Additional mutant phenotypes from CRISPR-mediated interrogation of lncRNA_Ubx-IT1 5’ region in J. coenia (top) and V. cardui (bottom).

Cyan arrows : mutant clones.

Additional mutant phenotypes from CRISPR-mediated interrogation of the lncRNA_Ubx-AS5’ region in J. coenia and V. cardui. Cyan arrows : mutant clones.

Cyan arrowheads : white eyespot foci.

Additional mutant phenotypes from CRISPR-mediated interrogation of CRM11 in J. coenia and V. cardui show bidirectional homeoses and non-homeotic eyespot changes.

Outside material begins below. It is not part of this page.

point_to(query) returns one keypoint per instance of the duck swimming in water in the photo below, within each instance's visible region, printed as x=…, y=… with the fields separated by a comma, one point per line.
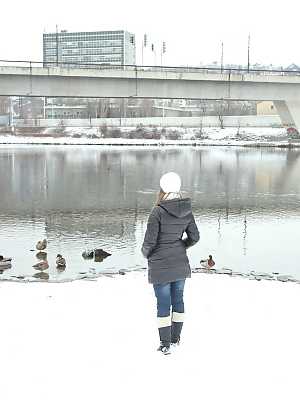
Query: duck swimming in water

Cyan arrows : mutant clones. Cyan arrowheads : white eyespot foci.

CRISPR perturbation of the conserved Ubx_CRE11b results in HW➞FW homeoses.

(A-B) The UbxCRE11b9 sgRNA targets a hindwing-enriched ATAC peak with strong conservation across genomes from 23 Lepidoptera and 2 Trichoptera species (gray : PhastCons scores). Colored bars denote variation from the J. coenia reference (C) Jc_UbxCRE_11b9 crispant butterflies exclusively showed HW➞FW transformed clones (cyan arrows in both J. coenia and V. cardui).

Hindwing homeoses in Heliconius butterfly spontaneous mutants from pure stocks, hybrid cultures and wild-caught individuals from the L.E. Gilbert collection (UT Austin). White arrowheads: homeotic clones including the acquisition of ventral forewing coupling scales. Asterisks : local deformation of hindwings relative to wild-type. All hindwing homeoses are ventral except in panel L. A. Heliconius cydno galanthus x H. melpomene rosina (Costa Rica), cross J31, August 1987. B. Heliconius cydno gustavi, captive stock from Saladito (Colombia), September 1991. C. Heliconius melpomene madeira (Brazil) x Heliconius melpomene plesseni (Ecuador), September 2012. D. H. m. rosina (Costa Rica) x Heliconius melpomene madeira (Brazil) x H. cydno galanthus (Costa Rica) mixed population, December 2015. E. H. m. rosina, captive stock from Osa Peninsula (Costa Rica), September 1991. F. Heliconius hewitsoni, captive stock from Osa Peninsula (Costa Rica), July 2005. G. Heliconius cydno cydnides, captive stock from natural hybrid zone in Dagua Pass (Colombia), May 1989. H. H. m. rosina (Costa Rica) x H. m. madeira (Brazil) x H. c. galanthus (Costa Rica) mixed population, June 2016. I. H. c. galanthus x H. m. rosina crossed three times, and back to H. c. galanthus, August 2014. J. Heliconius melpomene malleti (Ecuador) x H. m. plesseni (Ecuador) hybrid stock, 2010. K. H. m. rosina captive stock, Costa Rica. L. H. m. rosina captive stock, Osa Peninsula (Costa Rica), March 1987, in dorsal view.